Liz Simpler, MPH raises three young children and is the CEO and co-founder of WMC Public Health Consulting. Homeschooling her pre-K kids involves weekly lesson prep, meal prep, and all-around life prep. The eldest, her kindergartener stepdaughter, balances living between two houses and virtual school. Simpler plans meetings and content creation around nap times and quiet moments, however rare they are in a house with three toddlers. “If I did not have a schedule, I wouldn’t personally be able to function,” she says. “I know not everyone is the same, but it works for us.”  

Dr. Delene Musielak believes “each moment is irreplaceable.” She hosts her own parenting lifehack program on YouTube and Facebook called The Dr. Mom Show, runs ALEA Publishing, works at a hospital, cares for her four-year-old triplets, and somehow finds time to breathe.
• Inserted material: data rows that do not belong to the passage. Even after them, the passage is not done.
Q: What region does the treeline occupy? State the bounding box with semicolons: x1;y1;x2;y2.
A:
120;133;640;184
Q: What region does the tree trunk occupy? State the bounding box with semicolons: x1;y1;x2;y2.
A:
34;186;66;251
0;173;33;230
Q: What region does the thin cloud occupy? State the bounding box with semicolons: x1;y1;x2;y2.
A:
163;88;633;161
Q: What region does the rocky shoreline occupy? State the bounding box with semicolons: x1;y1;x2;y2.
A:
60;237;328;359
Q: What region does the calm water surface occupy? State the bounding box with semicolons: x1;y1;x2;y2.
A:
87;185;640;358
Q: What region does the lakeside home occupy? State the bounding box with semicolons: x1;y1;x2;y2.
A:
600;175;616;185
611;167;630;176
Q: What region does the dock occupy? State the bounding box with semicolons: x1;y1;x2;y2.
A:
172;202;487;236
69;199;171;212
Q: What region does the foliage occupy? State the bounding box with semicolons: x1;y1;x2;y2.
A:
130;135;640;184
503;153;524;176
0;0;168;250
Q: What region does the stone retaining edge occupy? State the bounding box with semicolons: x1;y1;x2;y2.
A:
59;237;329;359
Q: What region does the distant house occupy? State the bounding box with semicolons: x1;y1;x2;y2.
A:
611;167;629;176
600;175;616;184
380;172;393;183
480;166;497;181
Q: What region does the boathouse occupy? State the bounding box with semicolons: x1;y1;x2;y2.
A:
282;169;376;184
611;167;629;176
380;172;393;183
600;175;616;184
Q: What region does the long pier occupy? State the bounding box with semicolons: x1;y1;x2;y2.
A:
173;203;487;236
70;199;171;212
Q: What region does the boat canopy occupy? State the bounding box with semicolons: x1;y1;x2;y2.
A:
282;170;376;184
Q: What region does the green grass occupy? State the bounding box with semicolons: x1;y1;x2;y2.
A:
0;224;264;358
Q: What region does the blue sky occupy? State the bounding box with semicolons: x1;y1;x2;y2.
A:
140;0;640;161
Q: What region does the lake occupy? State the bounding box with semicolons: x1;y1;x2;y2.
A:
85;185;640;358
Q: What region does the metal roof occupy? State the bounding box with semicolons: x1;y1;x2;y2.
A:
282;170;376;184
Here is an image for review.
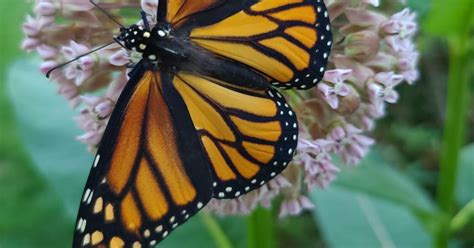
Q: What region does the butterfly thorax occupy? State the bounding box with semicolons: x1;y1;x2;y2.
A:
118;24;187;63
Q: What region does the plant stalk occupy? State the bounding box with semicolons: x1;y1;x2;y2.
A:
247;207;276;248
436;36;470;248
199;211;233;248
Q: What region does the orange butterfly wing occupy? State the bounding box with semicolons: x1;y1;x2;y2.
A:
74;67;212;247
173;72;298;198
158;0;332;89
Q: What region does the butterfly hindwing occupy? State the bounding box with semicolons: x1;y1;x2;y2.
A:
173;72;298;198
73;70;212;247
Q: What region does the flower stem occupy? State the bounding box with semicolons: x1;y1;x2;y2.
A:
247;207;276;248
450;199;474;233
199;211;233;248
436;37;470;248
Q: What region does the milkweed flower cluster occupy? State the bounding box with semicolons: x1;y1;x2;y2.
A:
22;0;419;216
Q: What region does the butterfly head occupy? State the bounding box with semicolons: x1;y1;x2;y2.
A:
117;25;151;53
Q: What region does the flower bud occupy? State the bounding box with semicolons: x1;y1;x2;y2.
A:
344;30;380;61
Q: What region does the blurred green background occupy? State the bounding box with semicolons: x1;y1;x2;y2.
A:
0;0;474;248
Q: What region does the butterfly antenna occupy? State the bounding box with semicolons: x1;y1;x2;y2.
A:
46;40;116;78
89;0;125;28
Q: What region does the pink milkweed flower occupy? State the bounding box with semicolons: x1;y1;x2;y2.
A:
381;8;418;39
22;0;419;216
61;41;95;86
318;69;352;109
328;124;375;165
278;195;314;218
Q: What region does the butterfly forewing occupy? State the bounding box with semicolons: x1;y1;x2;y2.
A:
172;0;332;89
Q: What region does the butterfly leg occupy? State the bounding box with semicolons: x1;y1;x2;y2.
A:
140;11;151;31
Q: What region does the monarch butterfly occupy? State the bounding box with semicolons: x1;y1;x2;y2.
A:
73;0;332;248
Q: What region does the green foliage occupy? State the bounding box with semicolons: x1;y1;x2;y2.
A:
8;60;92;217
456;144;474;206
424;0;474;36
312;185;430;248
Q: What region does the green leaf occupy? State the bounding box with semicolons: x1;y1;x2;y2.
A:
456;144;474;206
424;0;474;36
335;151;436;214
8;60;92;218
311;185;431;248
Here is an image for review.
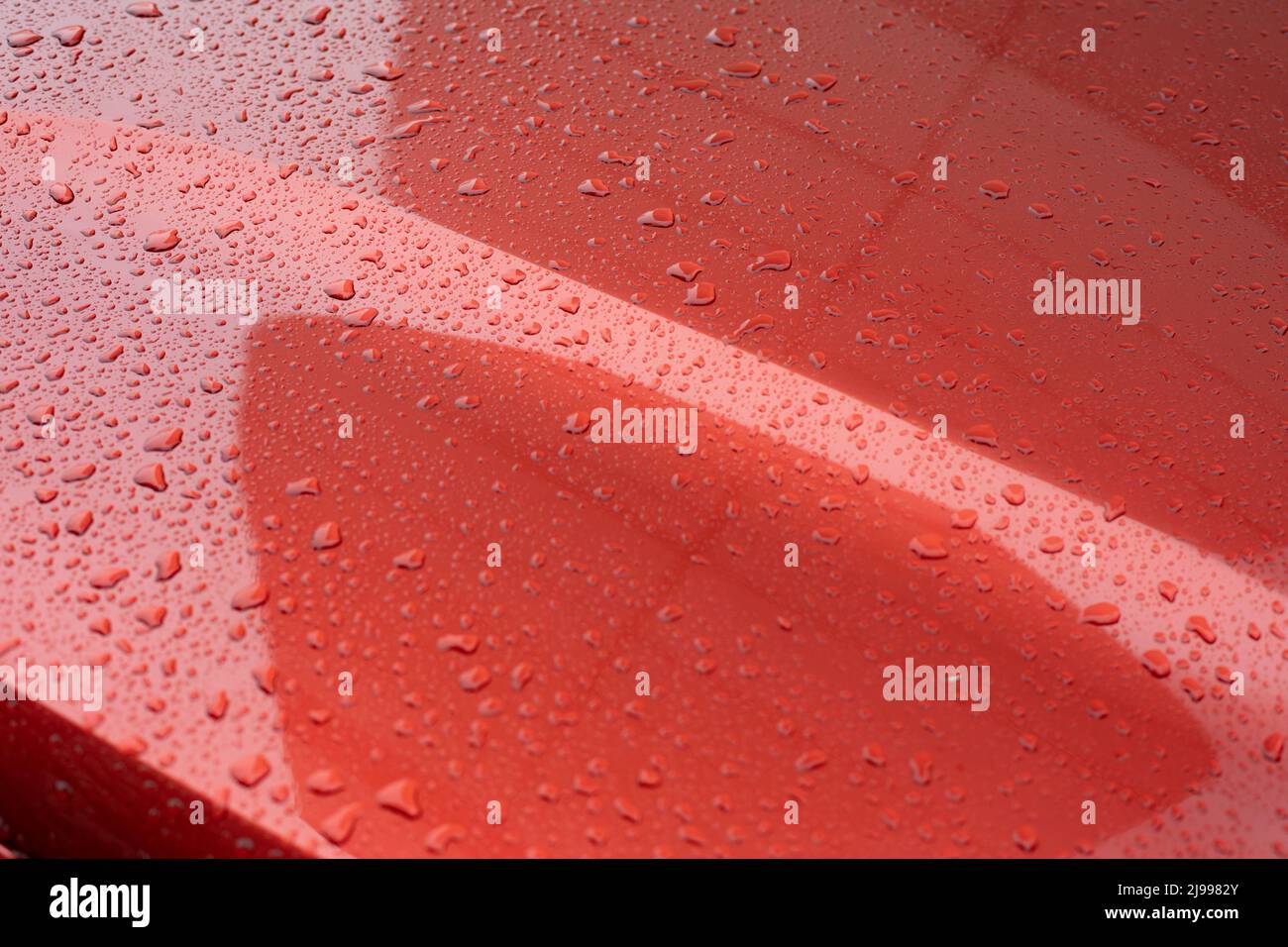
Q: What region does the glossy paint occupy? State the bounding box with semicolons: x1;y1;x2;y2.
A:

Her kids go to physical school, and when they go to bed, she gets work done. “I try not to let my work interfere with my time with them,” says Musielak.  

The balancing act

The consensus seems to be that flexibility, patience, and support systems are the keys to mompreneurship. Every family approaches childcare, income earning, and the balancing act of both in different ways. Some luck out with babysitters and aides; some tough it out on their own. Whatever the circumstance, moms have the unique and unknowable skill of making it all work. When the entrepreneur is also a mom, the everyday challenges become excellent stories and memories.